How to Take Money out of a 401(K) Plan
Avoid costly mistakes when taking money out of your 401(k) plan
In an ideal world, everybody would leave their 401(k) funds alone until they need it for retirement. That could mean rolling it over to an IRA but in all cases, not cashing out the funds prior to reaching retirement age. This would allow the funds to grow to their maximum amount. In investing, time truly is your best asset. At some point, you will begin taking distributions. Here's what you should know.

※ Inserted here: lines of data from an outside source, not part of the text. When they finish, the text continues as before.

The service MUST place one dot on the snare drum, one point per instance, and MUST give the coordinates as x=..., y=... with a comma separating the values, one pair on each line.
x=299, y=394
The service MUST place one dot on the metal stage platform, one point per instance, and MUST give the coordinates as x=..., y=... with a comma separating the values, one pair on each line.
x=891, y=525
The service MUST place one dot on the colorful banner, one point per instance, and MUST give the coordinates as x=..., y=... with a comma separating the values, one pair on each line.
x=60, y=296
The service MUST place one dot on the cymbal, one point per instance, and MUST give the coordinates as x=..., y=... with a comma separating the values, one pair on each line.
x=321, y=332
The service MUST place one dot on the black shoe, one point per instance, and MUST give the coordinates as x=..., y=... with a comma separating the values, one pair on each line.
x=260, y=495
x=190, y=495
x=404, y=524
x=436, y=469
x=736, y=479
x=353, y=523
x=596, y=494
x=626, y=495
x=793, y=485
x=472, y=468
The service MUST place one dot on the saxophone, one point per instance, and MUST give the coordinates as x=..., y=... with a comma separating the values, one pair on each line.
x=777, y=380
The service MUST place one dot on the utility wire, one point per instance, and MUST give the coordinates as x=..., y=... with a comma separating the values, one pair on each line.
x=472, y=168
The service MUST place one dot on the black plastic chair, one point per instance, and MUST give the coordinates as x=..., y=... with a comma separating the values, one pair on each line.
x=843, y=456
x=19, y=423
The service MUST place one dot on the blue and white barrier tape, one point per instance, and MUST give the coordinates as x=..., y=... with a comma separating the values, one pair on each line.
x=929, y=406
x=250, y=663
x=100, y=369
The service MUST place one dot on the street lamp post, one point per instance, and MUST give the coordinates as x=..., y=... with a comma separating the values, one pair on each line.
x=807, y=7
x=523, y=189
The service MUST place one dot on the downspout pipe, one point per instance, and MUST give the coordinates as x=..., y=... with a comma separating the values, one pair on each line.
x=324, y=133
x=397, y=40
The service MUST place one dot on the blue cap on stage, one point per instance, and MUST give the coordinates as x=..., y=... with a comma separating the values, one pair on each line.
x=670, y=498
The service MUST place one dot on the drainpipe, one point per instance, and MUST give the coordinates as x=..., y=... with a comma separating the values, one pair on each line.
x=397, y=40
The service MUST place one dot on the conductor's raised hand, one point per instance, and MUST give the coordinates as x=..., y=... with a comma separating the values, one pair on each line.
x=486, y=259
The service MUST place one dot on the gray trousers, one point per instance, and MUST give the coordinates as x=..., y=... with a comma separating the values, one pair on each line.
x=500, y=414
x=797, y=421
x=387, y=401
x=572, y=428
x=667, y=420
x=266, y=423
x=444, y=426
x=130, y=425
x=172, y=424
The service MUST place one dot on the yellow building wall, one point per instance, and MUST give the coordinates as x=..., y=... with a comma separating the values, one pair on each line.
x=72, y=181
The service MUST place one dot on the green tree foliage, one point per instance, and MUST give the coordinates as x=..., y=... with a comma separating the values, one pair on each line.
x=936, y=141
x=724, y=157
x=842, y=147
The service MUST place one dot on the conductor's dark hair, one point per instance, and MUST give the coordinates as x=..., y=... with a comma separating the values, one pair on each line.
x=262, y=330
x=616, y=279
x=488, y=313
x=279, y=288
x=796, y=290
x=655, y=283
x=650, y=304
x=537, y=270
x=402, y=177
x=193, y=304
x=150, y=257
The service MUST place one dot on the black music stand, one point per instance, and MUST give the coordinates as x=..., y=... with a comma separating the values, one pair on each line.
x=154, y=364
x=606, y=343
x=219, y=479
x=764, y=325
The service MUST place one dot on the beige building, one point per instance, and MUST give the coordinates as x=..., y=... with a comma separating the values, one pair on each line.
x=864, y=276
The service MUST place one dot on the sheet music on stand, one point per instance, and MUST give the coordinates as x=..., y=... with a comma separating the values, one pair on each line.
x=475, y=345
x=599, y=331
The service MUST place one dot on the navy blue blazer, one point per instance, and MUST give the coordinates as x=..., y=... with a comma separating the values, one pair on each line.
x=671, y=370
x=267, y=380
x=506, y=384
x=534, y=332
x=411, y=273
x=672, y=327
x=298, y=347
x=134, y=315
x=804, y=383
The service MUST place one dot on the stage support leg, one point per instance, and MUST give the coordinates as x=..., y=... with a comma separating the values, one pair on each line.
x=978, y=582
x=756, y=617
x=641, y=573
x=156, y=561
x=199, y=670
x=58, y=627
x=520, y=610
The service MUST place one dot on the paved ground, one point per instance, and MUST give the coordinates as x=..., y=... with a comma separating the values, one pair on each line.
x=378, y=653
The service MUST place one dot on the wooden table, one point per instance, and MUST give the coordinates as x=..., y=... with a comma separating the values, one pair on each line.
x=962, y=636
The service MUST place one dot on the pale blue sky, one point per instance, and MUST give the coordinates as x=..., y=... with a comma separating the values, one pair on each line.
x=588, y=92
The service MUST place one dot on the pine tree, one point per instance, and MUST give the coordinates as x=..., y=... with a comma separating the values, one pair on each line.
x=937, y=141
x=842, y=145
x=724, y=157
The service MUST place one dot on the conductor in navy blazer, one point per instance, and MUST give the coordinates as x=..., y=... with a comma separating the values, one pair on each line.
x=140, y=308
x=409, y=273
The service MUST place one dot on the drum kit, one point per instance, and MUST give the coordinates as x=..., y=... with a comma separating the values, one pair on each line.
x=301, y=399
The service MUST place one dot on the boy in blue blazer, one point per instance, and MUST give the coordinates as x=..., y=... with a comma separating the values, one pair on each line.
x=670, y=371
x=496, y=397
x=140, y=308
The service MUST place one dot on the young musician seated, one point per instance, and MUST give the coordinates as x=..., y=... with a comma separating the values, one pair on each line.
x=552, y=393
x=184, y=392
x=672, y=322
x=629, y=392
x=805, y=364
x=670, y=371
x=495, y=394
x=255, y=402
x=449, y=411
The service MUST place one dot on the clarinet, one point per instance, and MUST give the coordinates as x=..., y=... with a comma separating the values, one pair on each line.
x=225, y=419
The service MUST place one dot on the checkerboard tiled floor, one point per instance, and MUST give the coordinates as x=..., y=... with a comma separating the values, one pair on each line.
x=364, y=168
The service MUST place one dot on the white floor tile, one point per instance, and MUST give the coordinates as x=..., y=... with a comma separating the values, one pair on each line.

The best way to take money out of your 401(k) plan will depend on three things:
- Your age
- Whether you are still working for the company that sponsors your 401(k) plan
- Your 401(k) plan’s rules
How to Take Money out of a 401(K) Plan When You Are No Longer Employed
If you are no longer employed by the company that sponsored your 401(k) plan, first contact your 401(k) plan administrator or call the number on your 401(k) plan statement. Ask them how to take money out of the plan.
Since you are no longer employed there, you cannot borrow money in the form of a 401(k) loan or take a hardship withdrawal. You must either take a distribution or rollover your 401(k) to an IRA.
Any money you take out of your 401(k) plan will fall into one of the following three categories, each with different tax rules:
- Regular 401(k) withdrawal – This applies if you are no longer working for the employer that sponsored the 401(k) plan and you are over age 59 ½, (in some cases you only need to be over age 55, as long as you were 55 or older at the point you retired from that employer). With a regular 401(k) withdrawal you will pay income tax on the amount you take out but no penalty tax will apply.
- Early 401(k) distribution – This applies if you are not yet age 59 ½ or don’t qualify for the age 55 regular withdrawal and are no longer working for the employer that sponsored the 401(k) plan. You will pay income taxes and a 10% penalty tax when you take money out of your 401(k) plan as an early distribution. If you are cashing out of your 401(k) plan early due to creditor or debt issues, think twice. Your 401(k) assets are protected from creditors.
- 401(k) Rollover to IRA – You can rollover your 401(k) account balance to an IRA at a company of your choice. You pay no taxes if you do a rollover to an IRA and your money can stay in your IRA for your later use. Then you can withdraw amounts from your IRA only as you need it. You will only pay taxes on what you withdraw each year. With the IRA, you will also have the option of using a special rule called 72(t) payments which allow you to take money out and avoid the early withdrawal penalty tax.
How to Take Money out of a 401(K) Plan When You Are Still Employed
Some 401(k) plans do not allow you to take money out of the plan while you are still employed there. Other plans offer a few choices such as a 401(k) loan, hardship withdrawal, or in-service distribution.
- 401(k) Loan – Many 401(k) plans allow you to take money out of the plan through a 401(k) loan in which you borrow against your account balance. The maximum amount of the loan allowed is usually the lesser of $50,000, or half of your vested 401(k) account balance. You will be charged interest and while the money is out of the account it's not earning income so use this option only in emergencies.
- 401(k) Hardship Withdrawal – Some but not all 401(k) plans allow you to take a hardship withdrawal if your circumstances qualify under the hardship provisions.
- In-Service Distribution – A few 401(k) plans allow you to take money out of the plan while you are still employed by using something called an “in-service distribution.”
In all the above cases, check with your 401(k) plan administrator or call the number on your 401(k) plan statement to see if they allow these options.
How to Take Money out If You Are the Beneficiary of a 401(K) Plan
If you are the beneficiary of a 401(k) plan, the rules that apply to taking money out of the 401(k) plan are a little different. Your choices will depend on whether you were the spouse of the 401(k) plan participant or a non-spouse, and whether the 401(k) plan participant was age 70 ½ or not.